Secara khusus, Alex mengaku heran dengan alasan pemberian keringanan majelis hakim MA bagi terpidana korupsi, Edhy Prabowo. Menurutnya, MA seakan-akan menilai bahwa kebijakan menteri kelautan dan perikanan (KP) sebelum Edhy Prabowo merupakan sebuah kesalahan.

Alasan pemberian keringanan hukuman Edhy Prabowo lantaran MA menilai bahwa mantan wakil ketua partai Gerindra iru telah bekerja dengan baik semasa menjabat sebagai menteri KP. MA menilai, kebijakan yang dibuat Edhy terkait izin ekspor benur menguntungkan nelayan. "Karena dianggap dia (Edhy) sudah bekerja dengan baik antara lain dengan mencabut surat keputusan menteru sebelumnya yang melarang ekspor benur dan menerbitkan surat keputusan menteri yang baru dan mengijinkan ekspor benur sehingga dianggap membantu nelayan kecil," katanya.

"Nah ini kan sebetulnya sebuah kebijakan menteri.

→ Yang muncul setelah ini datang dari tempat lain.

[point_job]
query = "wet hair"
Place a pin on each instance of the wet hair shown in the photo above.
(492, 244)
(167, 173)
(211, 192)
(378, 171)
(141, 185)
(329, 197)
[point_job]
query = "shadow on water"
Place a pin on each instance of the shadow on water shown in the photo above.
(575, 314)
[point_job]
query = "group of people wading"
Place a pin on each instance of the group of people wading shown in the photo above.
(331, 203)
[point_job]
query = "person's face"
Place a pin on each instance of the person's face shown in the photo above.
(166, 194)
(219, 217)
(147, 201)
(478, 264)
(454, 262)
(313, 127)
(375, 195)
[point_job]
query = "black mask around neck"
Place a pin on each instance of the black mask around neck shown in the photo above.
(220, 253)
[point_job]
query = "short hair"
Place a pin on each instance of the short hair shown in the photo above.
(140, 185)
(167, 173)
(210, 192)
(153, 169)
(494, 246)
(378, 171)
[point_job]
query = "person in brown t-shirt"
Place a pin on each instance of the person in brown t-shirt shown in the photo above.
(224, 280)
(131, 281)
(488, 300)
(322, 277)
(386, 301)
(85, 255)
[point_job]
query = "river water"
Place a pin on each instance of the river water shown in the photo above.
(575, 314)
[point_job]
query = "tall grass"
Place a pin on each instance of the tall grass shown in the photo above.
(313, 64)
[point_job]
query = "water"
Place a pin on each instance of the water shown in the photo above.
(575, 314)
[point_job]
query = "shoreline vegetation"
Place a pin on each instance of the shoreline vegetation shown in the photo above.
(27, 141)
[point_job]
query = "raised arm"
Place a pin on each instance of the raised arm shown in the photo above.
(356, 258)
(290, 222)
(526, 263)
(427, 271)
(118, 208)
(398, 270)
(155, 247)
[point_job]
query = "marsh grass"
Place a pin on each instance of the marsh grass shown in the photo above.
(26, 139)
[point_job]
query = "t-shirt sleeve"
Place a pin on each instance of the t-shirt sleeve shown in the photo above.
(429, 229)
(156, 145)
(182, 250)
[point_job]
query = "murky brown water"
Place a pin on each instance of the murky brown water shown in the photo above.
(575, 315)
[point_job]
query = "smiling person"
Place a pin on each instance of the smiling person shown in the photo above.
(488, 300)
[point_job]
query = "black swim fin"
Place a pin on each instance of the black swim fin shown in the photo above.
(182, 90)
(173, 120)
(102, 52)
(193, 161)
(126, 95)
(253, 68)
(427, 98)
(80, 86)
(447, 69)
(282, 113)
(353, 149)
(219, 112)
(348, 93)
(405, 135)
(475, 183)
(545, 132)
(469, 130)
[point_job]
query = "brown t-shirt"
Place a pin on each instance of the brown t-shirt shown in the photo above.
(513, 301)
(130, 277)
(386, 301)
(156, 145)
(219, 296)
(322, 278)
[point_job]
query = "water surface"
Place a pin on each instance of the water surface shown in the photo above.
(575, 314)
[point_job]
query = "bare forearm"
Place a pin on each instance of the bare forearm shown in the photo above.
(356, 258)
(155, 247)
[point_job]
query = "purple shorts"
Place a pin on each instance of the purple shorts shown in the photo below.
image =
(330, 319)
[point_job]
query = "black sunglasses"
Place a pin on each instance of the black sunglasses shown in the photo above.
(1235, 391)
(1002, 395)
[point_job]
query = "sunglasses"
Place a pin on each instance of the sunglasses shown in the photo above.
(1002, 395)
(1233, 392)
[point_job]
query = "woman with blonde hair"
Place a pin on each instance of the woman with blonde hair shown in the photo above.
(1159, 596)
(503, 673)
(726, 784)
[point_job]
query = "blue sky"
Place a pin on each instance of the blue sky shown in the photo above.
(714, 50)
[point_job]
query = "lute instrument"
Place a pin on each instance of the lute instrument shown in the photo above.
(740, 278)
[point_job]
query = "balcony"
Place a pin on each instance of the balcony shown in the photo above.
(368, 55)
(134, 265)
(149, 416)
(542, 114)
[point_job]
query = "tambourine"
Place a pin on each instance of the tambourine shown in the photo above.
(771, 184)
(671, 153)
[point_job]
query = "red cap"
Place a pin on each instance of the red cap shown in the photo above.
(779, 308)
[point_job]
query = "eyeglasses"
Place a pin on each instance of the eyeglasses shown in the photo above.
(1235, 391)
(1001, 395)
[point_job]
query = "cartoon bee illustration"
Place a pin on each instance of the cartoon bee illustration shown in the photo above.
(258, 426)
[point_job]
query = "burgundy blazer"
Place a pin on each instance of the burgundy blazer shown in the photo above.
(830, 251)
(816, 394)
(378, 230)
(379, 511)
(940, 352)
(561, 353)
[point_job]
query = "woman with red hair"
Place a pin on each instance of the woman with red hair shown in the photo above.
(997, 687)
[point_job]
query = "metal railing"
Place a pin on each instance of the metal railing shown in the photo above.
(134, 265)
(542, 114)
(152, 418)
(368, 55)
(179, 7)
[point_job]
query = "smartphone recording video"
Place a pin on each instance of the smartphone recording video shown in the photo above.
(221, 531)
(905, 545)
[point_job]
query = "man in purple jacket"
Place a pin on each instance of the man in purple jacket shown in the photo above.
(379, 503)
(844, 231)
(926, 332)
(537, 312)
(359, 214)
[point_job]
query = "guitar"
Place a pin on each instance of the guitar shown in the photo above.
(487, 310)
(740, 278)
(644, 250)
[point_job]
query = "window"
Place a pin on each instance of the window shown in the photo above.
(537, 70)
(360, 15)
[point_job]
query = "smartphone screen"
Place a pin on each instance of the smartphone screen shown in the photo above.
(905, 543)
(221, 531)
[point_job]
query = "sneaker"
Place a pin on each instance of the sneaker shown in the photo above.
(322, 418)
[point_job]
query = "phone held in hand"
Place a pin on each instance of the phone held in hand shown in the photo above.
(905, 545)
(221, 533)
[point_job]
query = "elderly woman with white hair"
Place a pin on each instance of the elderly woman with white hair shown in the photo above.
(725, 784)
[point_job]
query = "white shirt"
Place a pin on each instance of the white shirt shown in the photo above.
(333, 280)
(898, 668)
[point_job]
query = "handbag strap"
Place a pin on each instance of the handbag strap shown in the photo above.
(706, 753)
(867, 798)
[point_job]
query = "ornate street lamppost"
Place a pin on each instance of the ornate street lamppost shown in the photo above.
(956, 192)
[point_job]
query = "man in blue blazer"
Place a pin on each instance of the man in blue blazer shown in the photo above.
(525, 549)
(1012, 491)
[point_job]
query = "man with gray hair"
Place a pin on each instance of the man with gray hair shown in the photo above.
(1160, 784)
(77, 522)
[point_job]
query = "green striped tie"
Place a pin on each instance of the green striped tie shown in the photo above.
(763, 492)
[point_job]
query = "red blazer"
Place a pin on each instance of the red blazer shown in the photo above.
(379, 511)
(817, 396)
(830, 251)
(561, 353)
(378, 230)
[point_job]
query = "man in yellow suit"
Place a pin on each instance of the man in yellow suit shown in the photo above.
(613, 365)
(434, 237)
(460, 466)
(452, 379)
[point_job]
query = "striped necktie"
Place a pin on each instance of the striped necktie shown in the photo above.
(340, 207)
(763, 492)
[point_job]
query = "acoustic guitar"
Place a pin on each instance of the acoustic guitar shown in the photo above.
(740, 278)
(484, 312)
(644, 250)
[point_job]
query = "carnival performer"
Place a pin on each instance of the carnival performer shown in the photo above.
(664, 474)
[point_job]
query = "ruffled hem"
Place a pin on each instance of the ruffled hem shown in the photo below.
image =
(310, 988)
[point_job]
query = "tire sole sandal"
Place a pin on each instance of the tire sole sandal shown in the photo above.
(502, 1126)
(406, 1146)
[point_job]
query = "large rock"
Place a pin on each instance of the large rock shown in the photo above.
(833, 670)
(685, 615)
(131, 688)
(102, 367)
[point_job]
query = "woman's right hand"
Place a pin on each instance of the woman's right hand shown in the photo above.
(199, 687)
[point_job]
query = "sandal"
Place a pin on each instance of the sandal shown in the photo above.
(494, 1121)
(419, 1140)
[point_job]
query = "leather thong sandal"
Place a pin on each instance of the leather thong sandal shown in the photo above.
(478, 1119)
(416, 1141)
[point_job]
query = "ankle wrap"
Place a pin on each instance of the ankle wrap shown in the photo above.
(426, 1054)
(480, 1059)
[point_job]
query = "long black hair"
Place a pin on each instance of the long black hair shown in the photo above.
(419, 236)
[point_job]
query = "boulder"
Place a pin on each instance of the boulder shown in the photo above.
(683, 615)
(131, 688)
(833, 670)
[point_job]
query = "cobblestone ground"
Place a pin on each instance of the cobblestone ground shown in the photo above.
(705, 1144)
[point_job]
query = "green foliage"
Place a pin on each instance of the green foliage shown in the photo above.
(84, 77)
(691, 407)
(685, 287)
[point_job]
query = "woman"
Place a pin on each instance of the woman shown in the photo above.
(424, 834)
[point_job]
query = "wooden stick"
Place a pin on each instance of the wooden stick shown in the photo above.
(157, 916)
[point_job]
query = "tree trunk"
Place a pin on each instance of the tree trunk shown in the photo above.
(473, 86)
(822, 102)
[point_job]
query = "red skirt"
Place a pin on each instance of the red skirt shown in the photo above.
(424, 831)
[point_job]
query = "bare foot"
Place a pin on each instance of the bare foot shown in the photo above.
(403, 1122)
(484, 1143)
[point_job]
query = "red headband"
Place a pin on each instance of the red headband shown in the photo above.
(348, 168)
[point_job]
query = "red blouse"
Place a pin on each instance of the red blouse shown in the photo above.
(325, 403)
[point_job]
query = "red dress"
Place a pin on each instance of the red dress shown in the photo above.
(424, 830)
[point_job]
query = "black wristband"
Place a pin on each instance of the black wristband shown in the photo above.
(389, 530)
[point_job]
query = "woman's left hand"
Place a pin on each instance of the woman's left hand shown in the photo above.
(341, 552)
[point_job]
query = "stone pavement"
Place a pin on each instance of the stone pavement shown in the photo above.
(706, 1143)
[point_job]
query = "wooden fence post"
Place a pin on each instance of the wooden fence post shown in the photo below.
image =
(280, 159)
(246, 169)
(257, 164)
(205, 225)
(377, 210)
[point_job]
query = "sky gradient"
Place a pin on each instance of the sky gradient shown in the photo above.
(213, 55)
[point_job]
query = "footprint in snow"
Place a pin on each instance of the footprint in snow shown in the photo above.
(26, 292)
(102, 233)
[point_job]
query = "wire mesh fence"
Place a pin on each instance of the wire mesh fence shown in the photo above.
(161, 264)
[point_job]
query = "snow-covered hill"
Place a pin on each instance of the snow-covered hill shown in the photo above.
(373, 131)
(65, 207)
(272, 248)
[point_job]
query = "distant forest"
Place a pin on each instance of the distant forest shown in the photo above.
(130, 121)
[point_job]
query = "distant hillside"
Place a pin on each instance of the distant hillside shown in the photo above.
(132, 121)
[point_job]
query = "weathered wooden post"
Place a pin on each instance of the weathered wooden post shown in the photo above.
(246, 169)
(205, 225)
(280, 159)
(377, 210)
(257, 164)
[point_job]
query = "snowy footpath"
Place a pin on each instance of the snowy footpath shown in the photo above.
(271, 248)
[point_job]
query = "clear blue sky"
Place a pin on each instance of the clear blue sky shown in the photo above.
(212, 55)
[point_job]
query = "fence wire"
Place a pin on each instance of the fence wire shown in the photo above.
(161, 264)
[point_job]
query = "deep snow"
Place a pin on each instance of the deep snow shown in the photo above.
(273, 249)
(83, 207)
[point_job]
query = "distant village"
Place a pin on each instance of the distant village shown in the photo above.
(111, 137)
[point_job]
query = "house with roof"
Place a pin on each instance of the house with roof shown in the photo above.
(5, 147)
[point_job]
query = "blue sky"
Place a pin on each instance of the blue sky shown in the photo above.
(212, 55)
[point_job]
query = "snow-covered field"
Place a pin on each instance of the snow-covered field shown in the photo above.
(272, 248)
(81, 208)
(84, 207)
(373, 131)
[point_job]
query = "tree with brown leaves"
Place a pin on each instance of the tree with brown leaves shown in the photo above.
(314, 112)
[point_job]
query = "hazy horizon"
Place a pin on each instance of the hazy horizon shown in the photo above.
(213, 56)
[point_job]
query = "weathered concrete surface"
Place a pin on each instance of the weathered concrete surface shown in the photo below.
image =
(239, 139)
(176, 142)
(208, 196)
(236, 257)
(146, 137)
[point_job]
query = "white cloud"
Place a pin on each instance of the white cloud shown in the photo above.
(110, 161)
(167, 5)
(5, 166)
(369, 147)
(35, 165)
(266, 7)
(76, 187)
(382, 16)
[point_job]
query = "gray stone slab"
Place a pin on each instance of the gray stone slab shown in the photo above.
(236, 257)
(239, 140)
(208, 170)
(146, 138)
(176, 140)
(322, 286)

Tapi MA ini seolah-olah men-judge kebijakan menteri yang lalu itu nggak benar jadinya. Makanya dikoreksi dan mengangap ini menjadi suatu hal yang baik," kata Alexander lagi.

Seperti diketahui, MA telah memangkas hukuman terpidana korupsi kasus suap perizinan ekspor benih bening lobster (BBL) Edhy Prabowo. Hukuman mantan ketua Komisi IV DPR RI itu disunat dari sembilan tahun penjara menjadi lima tahun penjara.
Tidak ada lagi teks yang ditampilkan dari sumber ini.